REPUBLIKA.CO.ID, JAKARTA -- Pasangan Ganjar Pranowo-Mahfud MD memiliki program gastronomi yang bakal diterapkan untuk mendongkrak kualitas gizi, memperbaiki kualitas sumber daya manusia (SDM), dan menggerakkan ekonomi nasional jika memenangkan Pilpres 2024.
Juru Bicara Tim Pemenangan Nasional (TPN) Ganjar-Mahfud, Chico Hakim, menyampaikan, program gastronomi merupakan ide tandingan dari program makan siang dan susu gratis yang diusung pasangan capres dan cawapres Prabowo Subianto-Gibran Rakabuming Raka.
Sebelumnya, cawapres Mahfud mengkritik program makan siang dan bagi susu gratis yang dicanangkan pasangan Prabowo-Gibran. Dia menyebut program itu tak menguntungkan karena mayoritas komponennya, terutama susu, berasal dari impor. Dalam jangka panjang, menurut Mahfud, program itu juga sulit terealisasi.
Sebagai gantinya, Mahfud mengatakan, ia bersama Ganjar punya program bernama gastronomi. Secara teoritis, gastronomi adalah segala sesuatu yang berkaitan dengan seni, praktik, dan kajian tentang pemilihan, preparasi, produksi, penyajian, dan penikmatan berbagai makanan dan minuman.
Menurut Chico, program makan siang gratis cenderung menyeragamkan sumber gizi pada susu dan telur. Padahal, komponen pangan bergizi bisa didapat tak hanya dari susu, tetapi juga aneka pangan lokal.
"Sudah banyak studi menunjukkan telur lebih bergizi ketimbang susu. Terus kalau bicara soal laktosa intoleran atau ketidakmampuan untuk sepenuhnya mencerna gula (laktosa) dalam produk susu itu hampir 70 persen orang Asia memiliki laktosa intoleran tersebut," ucap Chico di Jakarta, Selasa (2/1/2023).
Chico menerangkan, gastronomi ala Mahfud merupakan bentuk kearifan lokal suatu daerah pada bahan baku makanan, untuk diramu menjadi pangan.
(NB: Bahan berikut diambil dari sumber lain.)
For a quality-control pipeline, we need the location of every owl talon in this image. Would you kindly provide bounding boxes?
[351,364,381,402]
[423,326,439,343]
Menurut dia, pasangan Ganjar-Mahfud ingin menghindari penyeragaman pangan dengan dalih pemenuhan gizi.
Sebab, hal itu berpotensi meningkatkan ketergantungan impor karena membuat kebutuhan satu komoditas pangan bergizi menjadi tinggi. "Jangan sampai impor dinaikkan atas nama pemenuhan gizi. Padahal, banyak jenis makanan dari bahan baku lokal yang setara gizinya dengan susu impor, misalnya," ucap Chico.
Dia memahami, ide makan siang dan susu gratis bisa dibenarkan dengan revitalisasi peternak dalam negeri. Namun, masalahnya, kata Chico, sekali pun kebutuhan sapi sangat banyak, saat ini olahan pangan yang berasal dari sapi tetap impor.
Chico pun memandang, gastronomi bakal membuat asupan gizi jadi beragam. Sesuai dengan potensi aneka pangan yang ada di masyarakat. Tinggal nanti, pemerintah membantu pangan lokal naik kelas menjadi lebih bergizi tinggi. "Kalau kita bicara makan siang gratis, apakah nasi harus diberikan kepada orang Papua tiga kali sehari?"
"Jadi, kita jangan juga mengubah gaya hidup orang, sementara gaya hidup itu tidak berarti makanan yang dia asup itu tidak bergizi." Chico menyebut, gastronomi yang berorientasi pada pangan bergizi bakal ditopang dengan pendirian puskesmas kelas C di 50 ribu desa.